"Of course I can!"


We picked strawberries this weekend, and of course Chloe ate more strawberries than she put into her basket. She popped them whole into her mouth: stem and leaves and dirt and all.
The rest of these strawberries are destined for the desert of winter, when I will open a jar of homemade jam and be instantly transported from the cold, dull gloom of January back to the sunny, sweet warmth of June, of picking strawberries under a bright blue sky with my little girl and her daddy.
Of course, I’ve never made jam before, ergo have never canned it before either. A healthy fear of botulism has kept me from venturing into the dark netherworld of home canning, a practice that seems so arcane, so foreign that I feel like I’m traveling back in time just by contemplating it. I don’t even think my maternal great-grandmother—a divorced, chain-smoking woman who sent her only child to live with nuns Monday-Friday so she could work full time—ever considered canning.
But I am more than contemplating it now. I am going to do it. The strawberries sit, untouched, in the fridge. They have a higher purpose than being added to something as mundane as my morning cereal. They are destined for greater things. Summer—and ingenuity—in a jar.
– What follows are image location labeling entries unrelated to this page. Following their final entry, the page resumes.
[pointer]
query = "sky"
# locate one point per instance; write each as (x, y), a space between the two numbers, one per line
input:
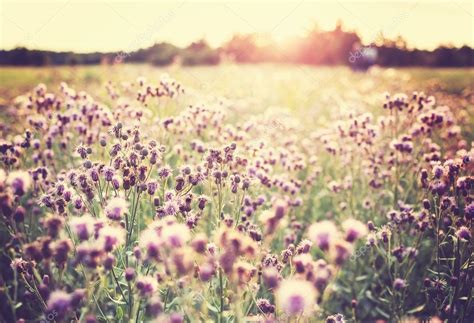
(118, 25)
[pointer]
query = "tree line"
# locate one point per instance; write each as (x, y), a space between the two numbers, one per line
(318, 47)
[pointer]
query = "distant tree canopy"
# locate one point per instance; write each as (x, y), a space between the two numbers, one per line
(318, 47)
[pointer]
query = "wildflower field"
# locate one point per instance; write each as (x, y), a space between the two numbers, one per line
(251, 193)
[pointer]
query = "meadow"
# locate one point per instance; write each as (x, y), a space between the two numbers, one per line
(234, 193)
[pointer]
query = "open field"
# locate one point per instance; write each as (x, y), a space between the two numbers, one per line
(258, 193)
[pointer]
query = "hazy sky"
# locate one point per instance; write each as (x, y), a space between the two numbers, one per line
(117, 25)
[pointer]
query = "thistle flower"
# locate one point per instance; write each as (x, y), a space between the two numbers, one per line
(19, 182)
(354, 229)
(399, 284)
(116, 208)
(83, 226)
(271, 277)
(265, 306)
(463, 233)
(296, 297)
(146, 286)
(336, 318)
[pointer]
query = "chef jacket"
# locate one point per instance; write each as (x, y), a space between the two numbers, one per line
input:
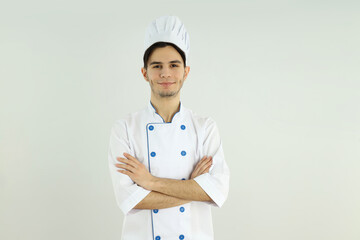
(168, 150)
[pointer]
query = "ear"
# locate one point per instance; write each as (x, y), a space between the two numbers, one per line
(187, 70)
(144, 72)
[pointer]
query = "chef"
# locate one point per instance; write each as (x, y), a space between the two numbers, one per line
(166, 162)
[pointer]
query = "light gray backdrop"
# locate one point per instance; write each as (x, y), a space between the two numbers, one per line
(281, 78)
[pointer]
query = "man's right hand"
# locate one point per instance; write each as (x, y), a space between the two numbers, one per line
(202, 167)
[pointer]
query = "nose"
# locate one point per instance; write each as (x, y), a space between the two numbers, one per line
(165, 72)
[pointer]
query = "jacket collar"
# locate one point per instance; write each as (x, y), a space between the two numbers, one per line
(158, 118)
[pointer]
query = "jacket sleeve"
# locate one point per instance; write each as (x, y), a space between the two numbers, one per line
(216, 182)
(127, 193)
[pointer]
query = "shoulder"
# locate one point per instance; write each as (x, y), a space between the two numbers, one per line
(129, 121)
(202, 121)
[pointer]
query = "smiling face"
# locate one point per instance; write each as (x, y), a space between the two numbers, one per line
(165, 72)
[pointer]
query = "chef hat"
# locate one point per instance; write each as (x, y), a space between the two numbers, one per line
(167, 29)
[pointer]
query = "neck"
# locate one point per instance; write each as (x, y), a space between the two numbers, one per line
(166, 107)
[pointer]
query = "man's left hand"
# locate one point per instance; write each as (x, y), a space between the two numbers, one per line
(135, 170)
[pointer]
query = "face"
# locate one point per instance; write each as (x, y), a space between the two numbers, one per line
(165, 72)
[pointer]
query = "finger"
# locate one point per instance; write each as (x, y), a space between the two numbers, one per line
(128, 156)
(201, 164)
(126, 173)
(126, 167)
(127, 161)
(205, 167)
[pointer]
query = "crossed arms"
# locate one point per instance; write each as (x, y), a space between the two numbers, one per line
(165, 192)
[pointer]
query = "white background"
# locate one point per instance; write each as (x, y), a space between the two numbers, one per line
(281, 78)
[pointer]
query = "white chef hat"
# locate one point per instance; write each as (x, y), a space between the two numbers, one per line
(167, 29)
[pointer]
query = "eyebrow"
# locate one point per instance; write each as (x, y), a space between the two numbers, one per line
(174, 61)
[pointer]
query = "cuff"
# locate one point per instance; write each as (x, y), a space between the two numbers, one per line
(207, 184)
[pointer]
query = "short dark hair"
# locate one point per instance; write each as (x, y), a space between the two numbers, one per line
(156, 45)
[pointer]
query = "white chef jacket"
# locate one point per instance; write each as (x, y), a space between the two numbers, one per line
(168, 150)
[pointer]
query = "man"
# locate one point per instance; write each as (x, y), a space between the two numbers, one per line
(167, 164)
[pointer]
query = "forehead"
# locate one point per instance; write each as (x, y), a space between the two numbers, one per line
(165, 54)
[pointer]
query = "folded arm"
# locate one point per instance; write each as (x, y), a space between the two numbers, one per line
(165, 192)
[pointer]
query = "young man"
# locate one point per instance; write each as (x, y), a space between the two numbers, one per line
(167, 164)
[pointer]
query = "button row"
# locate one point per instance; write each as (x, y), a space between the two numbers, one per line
(181, 209)
(153, 154)
(181, 237)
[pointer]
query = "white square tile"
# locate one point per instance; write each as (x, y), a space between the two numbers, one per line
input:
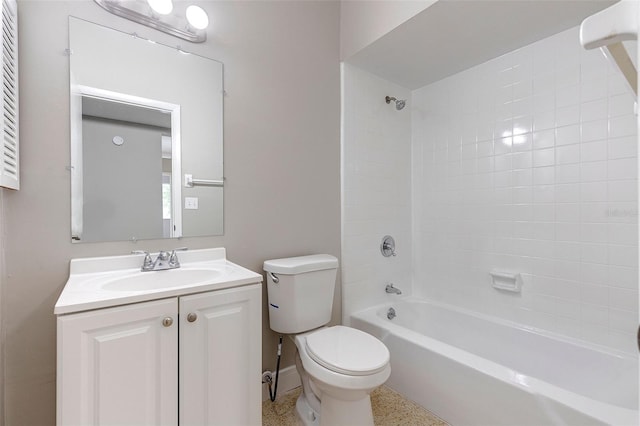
(594, 130)
(622, 126)
(623, 277)
(625, 168)
(623, 256)
(569, 173)
(623, 147)
(544, 194)
(568, 115)
(621, 105)
(594, 253)
(594, 110)
(593, 191)
(622, 190)
(567, 193)
(594, 273)
(568, 135)
(543, 157)
(622, 298)
(594, 171)
(623, 233)
(593, 212)
(593, 232)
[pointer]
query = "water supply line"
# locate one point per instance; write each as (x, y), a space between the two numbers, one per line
(272, 396)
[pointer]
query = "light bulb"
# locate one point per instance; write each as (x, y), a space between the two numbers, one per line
(163, 7)
(197, 17)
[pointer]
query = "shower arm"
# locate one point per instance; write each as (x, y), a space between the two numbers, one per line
(607, 30)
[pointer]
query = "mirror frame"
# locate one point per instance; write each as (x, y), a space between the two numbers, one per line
(176, 156)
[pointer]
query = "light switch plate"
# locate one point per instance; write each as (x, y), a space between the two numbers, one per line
(191, 203)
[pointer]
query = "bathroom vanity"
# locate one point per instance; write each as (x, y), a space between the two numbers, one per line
(180, 346)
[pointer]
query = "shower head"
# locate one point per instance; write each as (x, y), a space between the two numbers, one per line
(400, 103)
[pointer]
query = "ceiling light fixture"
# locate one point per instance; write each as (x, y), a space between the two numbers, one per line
(162, 16)
(163, 7)
(197, 17)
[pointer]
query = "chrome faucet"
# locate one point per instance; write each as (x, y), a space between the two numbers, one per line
(391, 289)
(165, 260)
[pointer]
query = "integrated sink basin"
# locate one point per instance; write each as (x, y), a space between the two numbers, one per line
(154, 280)
(102, 282)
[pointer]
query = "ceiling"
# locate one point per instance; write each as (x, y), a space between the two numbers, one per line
(453, 35)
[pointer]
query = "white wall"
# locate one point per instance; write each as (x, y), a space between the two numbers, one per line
(281, 153)
(128, 65)
(376, 181)
(528, 163)
(363, 22)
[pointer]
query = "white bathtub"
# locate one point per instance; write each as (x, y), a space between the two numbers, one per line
(471, 369)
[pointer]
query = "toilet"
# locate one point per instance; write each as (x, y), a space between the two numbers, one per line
(339, 366)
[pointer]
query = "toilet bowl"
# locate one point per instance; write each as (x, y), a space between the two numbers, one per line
(339, 366)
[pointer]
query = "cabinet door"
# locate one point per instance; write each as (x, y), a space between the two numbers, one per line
(119, 366)
(220, 357)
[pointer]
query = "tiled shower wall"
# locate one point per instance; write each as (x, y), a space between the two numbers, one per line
(376, 189)
(528, 163)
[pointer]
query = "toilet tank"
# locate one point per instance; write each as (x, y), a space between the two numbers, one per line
(300, 292)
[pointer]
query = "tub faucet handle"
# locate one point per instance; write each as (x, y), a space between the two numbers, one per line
(391, 289)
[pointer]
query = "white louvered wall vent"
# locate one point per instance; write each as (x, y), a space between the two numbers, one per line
(9, 151)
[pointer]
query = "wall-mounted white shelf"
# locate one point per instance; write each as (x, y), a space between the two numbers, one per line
(506, 281)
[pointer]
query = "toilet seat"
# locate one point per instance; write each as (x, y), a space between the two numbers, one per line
(347, 351)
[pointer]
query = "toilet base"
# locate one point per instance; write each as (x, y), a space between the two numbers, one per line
(335, 412)
(307, 414)
(338, 412)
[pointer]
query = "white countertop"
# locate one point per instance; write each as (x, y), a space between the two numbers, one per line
(86, 289)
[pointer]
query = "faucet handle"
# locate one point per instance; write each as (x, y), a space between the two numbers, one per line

Since I am overly romantic about everything, I insist, then, on saying I am “puttin’ up” jam, like I am a homesteader living on the range, not a yuppie living in a condo. I wear a red cotton sundress and sandals, throw the windows wide open, and set about rinsing these newly picked strawberries—I am almost giddy with excitement. My jars and pectin (whatever the hell that is) are waiting at the ready.
Here I will pause to impart some canning wisdom.
Things I have learned about canning:
  1. Don’t wear sandals. Boiling jam is really fricken hot and hurts like a bitch when it splashes on top of your naked foot.
  2. Having one of those wide-mouth funnels really helps to get the jam into the jar. It’s not just something “fancy” that you don’t need. No matter how many times you mutter “motherfucker,” that jam will not make it off the counter and into your canning vessel.
  3. When attempting to process the filled cans, be sure your pot is tall enough to house both your jars and enough water to cover them by at least an inch. Displacing boiling water all over the stop top is an ugly turn of events. (Although jumping backward and screaming as the water scorches across the burner and onto the floor is a surefire way to get your husband’s attention).
  4. Canning tongs with rubber grips that curve around the jar’s rim are also essential, also not just another something “fancy.” Trying to extract heavy cans from boiling water using nothing but your wits and a ridiculously huge set of grilling tongs is no fun; no fun at all.
  5. There is little else as satisfying as the pop of a vacuum seal gone right.
  6. You might irritate your friends by sending text message pictures of your new jars of gorgeous jam. Do it anyway!
  7. You might have recurring dreams all night that your jam doesn’t “set up.” Resist the urge to run to the kitchen at 2:30 am to check on it. You’ll be rewarded in the morning with perfectly set jam and a happy toddler begging to eat it on toast, to which you will blissfully oblige.
Now that I have successfully done it once, I am obsessed with canning. I immediately order a canning kit online, complete with the correct tongs and funnel, and check the website 30 minutes later to see if it has shipped yet (it hasn’t). I obsessively take pictures of my gorgeous jars and scoff at my camera’s inability to capture their jewel-like beauty.  I can’t wait for the blueberries and raspberries and blackberries to be ready for picking, and therefore jam making, and therefore canning. And although I am not anxious for the long days of summer to slip through my fingers like sand at the beach, a part of me can’t wait for January, for popping open that jar of June jam and smiling all over again at a job well done.